BACP joined service users, charities and GPs at Stormont for the unveiling of Participation and the Practice of Rights’ (PPR) #123GP campaign report ‘Counselling – a vital tool in equipping GPs with mental health expertise’.

Steve Mulligan, BACP’s Four Nations policy and engagement lead, was at the Northern Ireland assembly this week with a cross-section of stakeholders.

"No matter what measure is used, Northern Ireland has the poorest mental health outcomes in the UK,” Steve said.

“We know that half a million people in Northern Ireland are suffering from untreated trauma. It also has an underutilised counselling workforce who could help those in psychological distress, if resources existed to help tackle need.

“Going forward, BACP intends to continue to work with PPR and others to fight for improved and fair access to counselling across Northern Ireland.”

Collective voice

The #123GP research found only two-thirds of GP practices provide access to counselling in their practice and that a quarter of patients wait four months or more for an initial appointment with a counsellor in their GP practice.

One counselling service user said: “It is very sad that there are so many GP practices which don’t offer talking therapies. It’s even more sad that in Northern Ireland we don’t have a specific mental health training course for GPs.

“It’s essential that people with lived experience tell their stories and find a way to act in solidarity. We need a collective voice if we are going to make a change to the situation.”

Another counselling service user added: “I was very pleased with my treatment from my GP. Initially I found it difficult to open up to my GP about how I was really feeling.

“I think every GP practice should have a counsellor based in the practice. It’s more intimate if it is provided in this familiar setting.”

Bobby Carlin, a BACP member and counselling services manager in the Ballymena area, said having a counselling service based in the GP practice made it more accessible to people.

“Lots of clients would never have thought about counselling as an option if it wasn’t offered by their GP but also based within the GP practice,” he said. “This is a vital service which should be expanded as a model of best practice.”

Postcode lottery

Christine Rocks, who lost her daughter Samantha to suicide 12 years ago, said: “Access to counselling through your GP practice is a vital treatment option for people with mental health problems or for those battling suicidal thoughts.

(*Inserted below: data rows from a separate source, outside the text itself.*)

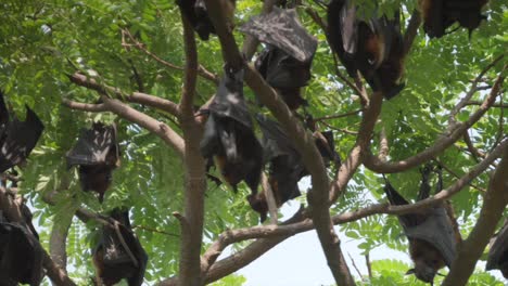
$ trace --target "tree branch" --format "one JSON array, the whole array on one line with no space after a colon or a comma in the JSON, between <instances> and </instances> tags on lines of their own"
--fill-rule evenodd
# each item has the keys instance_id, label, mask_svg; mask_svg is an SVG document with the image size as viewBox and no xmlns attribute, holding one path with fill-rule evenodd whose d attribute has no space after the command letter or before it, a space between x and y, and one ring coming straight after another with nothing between
<instances>
[{"instance_id":1,"label":"tree branch","mask_svg":"<svg viewBox=\"0 0 508 286\"><path fill-rule=\"evenodd\" d=\"M85 75L75 73L74 75L68 76L73 83L76 83L80 87L91 89L97 91L99 94L112 94L117 99L125 99L132 103L139 103L147 106L155 107L157 109L167 112L172 115L179 116L178 105L172 101L161 99L158 96L150 95L142 92L132 92L132 94L126 94L117 88L107 87L97 82L93 78L89 78ZM79 107L79 106L78 106ZM99 109L98 106L96 108Z\"/></svg>"},{"instance_id":2,"label":"tree branch","mask_svg":"<svg viewBox=\"0 0 508 286\"><path fill-rule=\"evenodd\" d=\"M179 277L180 285L203 285L201 277L201 244L203 240L204 192L206 191L205 161L201 156L200 142L202 130L195 121L193 101L196 83L198 52L194 31L191 24L180 11L183 24L183 42L186 52L186 70L180 101L180 125L183 131L185 156L185 192L183 213L180 221L187 227L180 236Z\"/></svg>"},{"instance_id":3,"label":"tree branch","mask_svg":"<svg viewBox=\"0 0 508 286\"><path fill-rule=\"evenodd\" d=\"M503 148L503 159L492 178L480 217L468 239L462 242L455 257L452 269L443 282L443 286L466 285L474 271L486 244L501 219L508 205L508 145Z\"/></svg>"},{"instance_id":4,"label":"tree branch","mask_svg":"<svg viewBox=\"0 0 508 286\"><path fill-rule=\"evenodd\" d=\"M495 102L496 96L500 93L503 81L505 76L503 72L496 79L490 94L483 101L482 105L474 112L467 121L454 125L455 128L448 127L449 132L441 136L431 147L414 155L412 157L399 160L399 161L382 161L379 157L369 153L364 161L364 165L371 171L379 173L394 173L401 172L418 165L421 165L424 161L428 161L434 158L437 154L445 151L457 140L459 140L467 130L473 126L480 118L491 108L492 104Z\"/></svg>"}]
</instances>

“But getting to see a counsellor is a postcode lottery. It totally depends on where you live. Even when your practice has a counsellor we know that people wait for up to seven months to be seen.

“The awful reality is that some people will be dead before they get the help they need. The Health and Social Care Board (HSCB) needs to at least double the amount of money it is putting into GP practice-based counselling and do it now.”